It’s a thing that the imagination can hardly conceive and the most avid gamer could only wish for. Intel has brought us a step closer to having the unicorn-like 1,000-core processor with a “proof of concept” that can perform nearly 20X faster than “modern computers.”
A team of scientists lead by Dr. Wim Vanderbauwhede have used Field Programmable Gate Arrays (FPGA) technology to create the processor. Intel has been playing around with the super-processor concept for a few years now and shipped samples of its 48-core processor earlier this year.
Intel’s Terascale Computing Research Program is working through the issues of scaling processors at this level. Last month, engineer Timothy Mattson made some waves in the tech world when he said that 1000 cores was not only possible but really only faced a handful of roadblocks.
Mattson laid out those challenges when he asked, “The challenge this presents to those of us in parallel computing at Intel is, if our fabs could build a 1,000-core chip, do we have an architecture in hand that could scale that far? And if built, could that chip be effectively programmed?”
The possibilities are apparently endless, but that isn’t stopping speculation as the tech world buzzes and attempts to grasp what this really means for computing.

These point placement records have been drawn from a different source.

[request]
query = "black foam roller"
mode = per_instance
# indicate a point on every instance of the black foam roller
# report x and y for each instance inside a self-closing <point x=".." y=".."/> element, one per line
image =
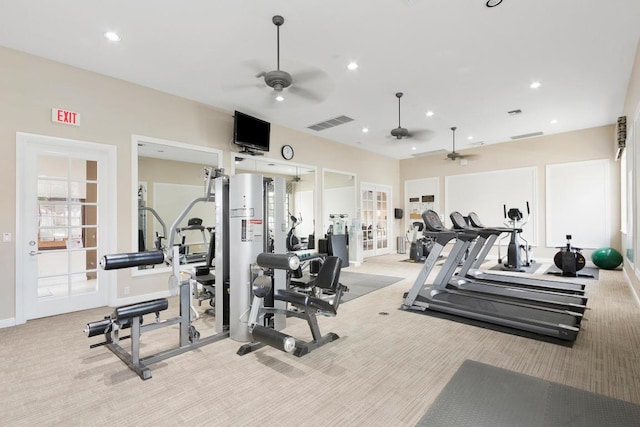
<point x="140" y="309"/>
<point x="278" y="261"/>
<point x="98" y="328"/>
<point x="273" y="338"/>
<point x="131" y="259"/>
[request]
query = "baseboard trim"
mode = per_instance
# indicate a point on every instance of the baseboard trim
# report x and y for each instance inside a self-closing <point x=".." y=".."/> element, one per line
<point x="7" y="323"/>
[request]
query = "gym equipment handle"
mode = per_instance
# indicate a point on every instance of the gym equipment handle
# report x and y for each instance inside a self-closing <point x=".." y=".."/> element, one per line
<point x="131" y="259"/>
<point x="278" y="261"/>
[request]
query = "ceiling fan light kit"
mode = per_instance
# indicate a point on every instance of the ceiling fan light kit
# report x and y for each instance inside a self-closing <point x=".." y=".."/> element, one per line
<point x="399" y="132"/>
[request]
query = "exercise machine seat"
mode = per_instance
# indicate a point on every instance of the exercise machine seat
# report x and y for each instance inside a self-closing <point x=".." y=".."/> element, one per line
<point x="329" y="274"/>
<point x="328" y="278"/>
<point x="136" y="310"/>
<point x="304" y="301"/>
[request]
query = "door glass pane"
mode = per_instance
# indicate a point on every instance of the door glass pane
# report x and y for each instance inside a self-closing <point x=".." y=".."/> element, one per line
<point x="52" y="167"/>
<point x="53" y="262"/>
<point x="78" y="169"/>
<point x="82" y="284"/>
<point x="80" y="259"/>
<point x="52" y="189"/>
<point x="67" y="226"/>
<point x="53" y="287"/>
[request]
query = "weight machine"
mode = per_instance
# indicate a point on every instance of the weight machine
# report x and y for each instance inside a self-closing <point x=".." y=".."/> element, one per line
<point x="241" y="229"/>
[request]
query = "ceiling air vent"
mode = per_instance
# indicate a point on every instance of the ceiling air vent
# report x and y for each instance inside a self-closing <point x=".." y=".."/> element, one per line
<point x="527" y="135"/>
<point x="340" y="120"/>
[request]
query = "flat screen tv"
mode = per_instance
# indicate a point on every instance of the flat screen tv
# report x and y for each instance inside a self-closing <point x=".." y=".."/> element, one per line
<point x="251" y="133"/>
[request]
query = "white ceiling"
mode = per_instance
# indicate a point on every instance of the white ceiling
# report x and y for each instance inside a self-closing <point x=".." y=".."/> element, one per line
<point x="468" y="63"/>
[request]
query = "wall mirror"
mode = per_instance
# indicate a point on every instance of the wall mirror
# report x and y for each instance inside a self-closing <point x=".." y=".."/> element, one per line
<point x="168" y="175"/>
<point x="300" y="197"/>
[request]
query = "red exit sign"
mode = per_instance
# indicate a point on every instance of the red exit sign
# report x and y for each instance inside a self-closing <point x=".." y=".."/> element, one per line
<point x="66" y="117"/>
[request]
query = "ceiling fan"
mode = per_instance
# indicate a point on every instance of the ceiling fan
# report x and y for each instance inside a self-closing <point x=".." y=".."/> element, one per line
<point x="279" y="79"/>
<point x="400" y="132"/>
<point x="454" y="155"/>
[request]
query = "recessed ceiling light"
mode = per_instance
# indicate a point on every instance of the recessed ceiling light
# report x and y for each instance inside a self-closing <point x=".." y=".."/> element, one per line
<point x="112" y="36"/>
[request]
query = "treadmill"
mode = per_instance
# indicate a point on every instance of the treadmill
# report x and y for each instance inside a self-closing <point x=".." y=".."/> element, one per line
<point x="486" y="238"/>
<point x="513" y="313"/>
<point x="506" y="289"/>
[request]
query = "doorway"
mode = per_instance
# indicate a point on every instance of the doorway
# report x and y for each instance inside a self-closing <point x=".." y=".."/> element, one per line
<point x="66" y="210"/>
<point x="375" y="216"/>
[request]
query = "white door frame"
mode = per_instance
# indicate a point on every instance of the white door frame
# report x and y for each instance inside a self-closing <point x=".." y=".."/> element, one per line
<point x="389" y="190"/>
<point x="106" y="246"/>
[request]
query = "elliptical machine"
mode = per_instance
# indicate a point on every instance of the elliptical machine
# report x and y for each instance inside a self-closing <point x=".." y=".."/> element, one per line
<point x="421" y="245"/>
<point x="569" y="260"/>
<point x="515" y="220"/>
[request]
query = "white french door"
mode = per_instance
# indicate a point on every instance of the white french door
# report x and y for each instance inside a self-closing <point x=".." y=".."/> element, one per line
<point x="66" y="220"/>
<point x="375" y="216"/>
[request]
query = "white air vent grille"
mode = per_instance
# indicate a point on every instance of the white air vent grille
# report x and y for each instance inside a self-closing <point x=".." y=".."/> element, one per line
<point x="429" y="153"/>
<point x="527" y="135"/>
<point x="330" y="123"/>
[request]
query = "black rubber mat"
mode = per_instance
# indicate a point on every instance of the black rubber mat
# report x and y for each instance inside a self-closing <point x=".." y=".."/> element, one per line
<point x="483" y="395"/>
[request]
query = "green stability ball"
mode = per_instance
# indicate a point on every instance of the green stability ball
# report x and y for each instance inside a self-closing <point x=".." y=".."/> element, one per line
<point x="607" y="258"/>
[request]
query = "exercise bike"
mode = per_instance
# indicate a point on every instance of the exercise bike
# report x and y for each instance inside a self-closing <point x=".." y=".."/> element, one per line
<point x="514" y="262"/>
<point x="569" y="260"/>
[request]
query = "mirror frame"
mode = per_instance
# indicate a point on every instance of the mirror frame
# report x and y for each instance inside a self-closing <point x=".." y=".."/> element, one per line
<point x="138" y="139"/>
<point x="294" y="165"/>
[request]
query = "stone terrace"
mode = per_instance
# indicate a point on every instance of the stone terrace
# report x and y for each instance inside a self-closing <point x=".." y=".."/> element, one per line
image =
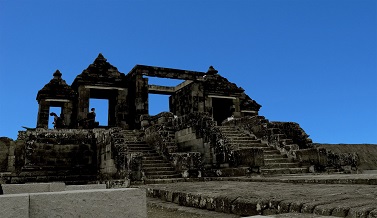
<point x="334" y="195"/>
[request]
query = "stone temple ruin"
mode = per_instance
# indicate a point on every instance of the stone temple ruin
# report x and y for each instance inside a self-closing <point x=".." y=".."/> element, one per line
<point x="212" y="129"/>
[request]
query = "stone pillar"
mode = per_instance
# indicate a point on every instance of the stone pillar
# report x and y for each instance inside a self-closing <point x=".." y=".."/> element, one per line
<point x="43" y="114"/>
<point x="141" y="98"/>
<point x="237" y="111"/>
<point x="83" y="102"/>
<point x="67" y="112"/>
<point x="11" y="157"/>
<point x="197" y="98"/>
<point x="121" y="110"/>
<point x="111" y="112"/>
<point x="208" y="105"/>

1000 CISC core or 1000 RISC core processor? will be a major question as dual core CISC CPU can do the same job in less instructions then a dual core RISC CPU can but the RISC CPUs designed by ARM can work independently of each other so that is another question which the article did not address. The probability of all 1000 cores working in tandem or independently of each other which seems like it would be a better design then having to wait on each other to complete the operation to continue on since there are so many cores. The ability to work independently of each other will probably be a need for a CPU when you get to a very high core count as if 999 cores have to wait for 1 core to finish a longer operation so they can continue then they are not being that effective compared to other designs of less cores for the same job sent to the abstraction layer to divide into threads to be fed to the hardware CPU(s) physical and logical. A CISC CPU with a high core count and with the ability to work independently of each other will work much faster then one with same CISC CPU speed high core count processor without the ability to work independently of each other thus making that one ability a must for higher core counts for CPU intenive jobs on severs and other machines which actually use all the cores.